OS PROTAGONISTAS DA PRÓPRIA CURA
- Carlos A. Buckmann
- 7 de nov. de 2025
- 3 min de leitura

OS PROTAGONISTAS DA PRÓPRIA CURA
Tornei a ler, esta manhã, sob a luz tênue de uma primavera que insiste em ser poética, uma frase de Nietzsche: “A Vida como Meio de Conhecimento; com esse princípio no coração, pode-se não apenas viver valentemente, mas até viver e rir alegremente.”
Está em “A Gaia Ciência”, obra em que o filósofo alemão, entre dores físicas e desesperanças metafísicas, ousa celebrar a vida não apesar do sofrimento, mas por meio dele. Não como vítima, mas como artista; não como espectador passivo do próprio destino, mas como criador ativo de sentido.
E foi aí que me perguntei: será que ainda acreditamos que podemos ser protagonistas de nossa cura?
A psicologia contemporânea, em seus melhores momentos, flerta com essa ideia.
Carl Rogers já dizia que cada ser humano carrega em si uma tendência atualizante, uma força interna que busca crescimento, integração, autenticidade.
Viktor Frankl, sobrevivente de Auschwitz, fundou a logoterapia justamente sobre a convicção de que, mesmo nas piores circunstâncias, o ser humano é livre para escolher sua atitude, seu sentido.
Já a psiquiatria, mais voltada à estabilização dos sintomas, tem avançado, com figuras como Irvin Yalom, na compreensão de que o sofrimento mental não é apenas um desequilíbrio químico, mas muitas vezes um grito por significado, por pertencimento, por autorresponsabilidade existencial. A cura, nessa perspectiva, não é algo que nos é dado de fora, mas algo que brota quando assumimos a autoria de nossa história.
A filosofia moderna, por sua vez, nunca abandonou essa aposta no sujeito ativo.
Sartre afirmava, com veemência, que “o homem é aquilo que faz de si mesmo”. Não há essência prévia; somos condenados à liberdade, e, portanto, à responsabilidade.
Foucault, em seu tratado “A HERMENÊUTICA DO SUJEITO”, seus últimos escritos, retomou a antiga tradição grega da “epimeleia heautoû”, o “cuidado de si”, não como narcisismo, mas como prática ética e estética da existência.
Cuidar de si é transformar a própria vida em obra de arte, em pergunta contínua, em experimentação corajosa. E é justamente nesse ponto que a filosofia e a clínica se encontram: na ideia de que conhecer-se não é um luxo intelectual, mas um ato de coragem e de cura.
É aí que entra a psicofilosofia, essa ciência híbrida que não se contenta em observar a alma de longe, como quem observa um fenômeno alheio. Nos convida a mergulhar nela, com as mãos sujas de verdade, com os pés firmes na dor e na alegria.

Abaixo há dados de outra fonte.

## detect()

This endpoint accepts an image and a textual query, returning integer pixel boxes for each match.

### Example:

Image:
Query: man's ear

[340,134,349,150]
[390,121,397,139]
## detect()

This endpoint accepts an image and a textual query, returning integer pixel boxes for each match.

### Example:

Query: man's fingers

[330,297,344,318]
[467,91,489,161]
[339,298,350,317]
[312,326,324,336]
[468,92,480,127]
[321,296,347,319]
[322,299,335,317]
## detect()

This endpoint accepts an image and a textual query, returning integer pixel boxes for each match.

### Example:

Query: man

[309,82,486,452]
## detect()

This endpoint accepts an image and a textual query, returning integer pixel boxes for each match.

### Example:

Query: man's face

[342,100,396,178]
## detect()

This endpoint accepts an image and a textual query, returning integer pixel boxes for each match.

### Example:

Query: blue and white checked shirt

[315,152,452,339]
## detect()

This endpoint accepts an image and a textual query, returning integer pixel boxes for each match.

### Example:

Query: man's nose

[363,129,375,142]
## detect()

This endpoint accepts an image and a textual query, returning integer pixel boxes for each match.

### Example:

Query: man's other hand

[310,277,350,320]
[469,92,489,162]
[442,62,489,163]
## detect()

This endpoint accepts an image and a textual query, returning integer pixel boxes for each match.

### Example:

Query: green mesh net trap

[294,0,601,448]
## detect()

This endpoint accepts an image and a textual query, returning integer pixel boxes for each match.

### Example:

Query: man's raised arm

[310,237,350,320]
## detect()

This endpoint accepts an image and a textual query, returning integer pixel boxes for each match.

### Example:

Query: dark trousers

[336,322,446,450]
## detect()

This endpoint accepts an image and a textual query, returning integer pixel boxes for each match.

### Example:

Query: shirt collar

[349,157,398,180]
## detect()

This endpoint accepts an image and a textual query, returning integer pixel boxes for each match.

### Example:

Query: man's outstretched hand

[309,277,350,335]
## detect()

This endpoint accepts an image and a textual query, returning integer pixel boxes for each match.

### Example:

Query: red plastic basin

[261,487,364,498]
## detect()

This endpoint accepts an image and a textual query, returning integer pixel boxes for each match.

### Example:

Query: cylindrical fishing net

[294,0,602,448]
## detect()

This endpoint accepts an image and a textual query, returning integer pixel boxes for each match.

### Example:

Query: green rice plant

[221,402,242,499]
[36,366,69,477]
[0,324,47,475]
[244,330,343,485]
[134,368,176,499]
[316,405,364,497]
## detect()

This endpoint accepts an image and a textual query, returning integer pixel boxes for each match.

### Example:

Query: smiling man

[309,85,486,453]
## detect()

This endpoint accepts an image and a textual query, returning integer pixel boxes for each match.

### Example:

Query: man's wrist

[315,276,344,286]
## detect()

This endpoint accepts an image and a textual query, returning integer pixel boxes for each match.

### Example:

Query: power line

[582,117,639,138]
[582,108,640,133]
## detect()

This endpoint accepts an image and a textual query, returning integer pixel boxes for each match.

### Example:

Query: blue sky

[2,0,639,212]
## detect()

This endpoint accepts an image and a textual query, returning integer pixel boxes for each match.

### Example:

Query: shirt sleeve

A psicofilosofia entende que amar a sabedoria da alma não é acumular conceitos, mas viver os questionamentos. Não é interpretar o sofrimento como falha, mas como linguagem. Não é esperar que alguém nos salve, mas assumir o risco, e a beleza, de nos tornarmos agentes de nossa própria transformação.
Numa sociedade que medicaliza a tristeza, que patologiza a dúvida e que vende curas prontas em pílulas ou em aplicativos, a psicofilosofia é um contraponto necessário.
Ela nos lembra que a cura não é a ausência de sombra, mas a coragem de caminhar com ela. Que o conhecimento não serve apenas para explicar o mundo, mas para nos reencontrar nele. Que a sabedoria da alma não está nos livros, mas nas escolhas que fazemos a cada manhã, nas perguntas que ousamos formular, nas feridas que permitimos curar, nos risos que ainda arriscamos soltar, mesmo quando tudo parece absurdo.
Não seja mero espectador da sua vida. Não delegue a outro, nem ao terapeuta, nem ao guru, nem ao algoritmo, o direito de interpretar seu sofrimento ou definir seu caminho.
Ame a sabedoria da alma como quem ama um rio: não para dominá-lo, mas para nele se banhar, navegar, às vezes até se perder, sabendo que, em cada curva, há uma chance de renascimento.
A vida como meio de conhecimento? - Sim.
Mas também como meio de cura.
Só seremos curados de verdade quando entendermos que a cura começa no instante em que decidimos ser seus protagonistas, com coragem, com riso, com a seriedade alegre de quem sabe que, mesmo ferido, ainda pode criar.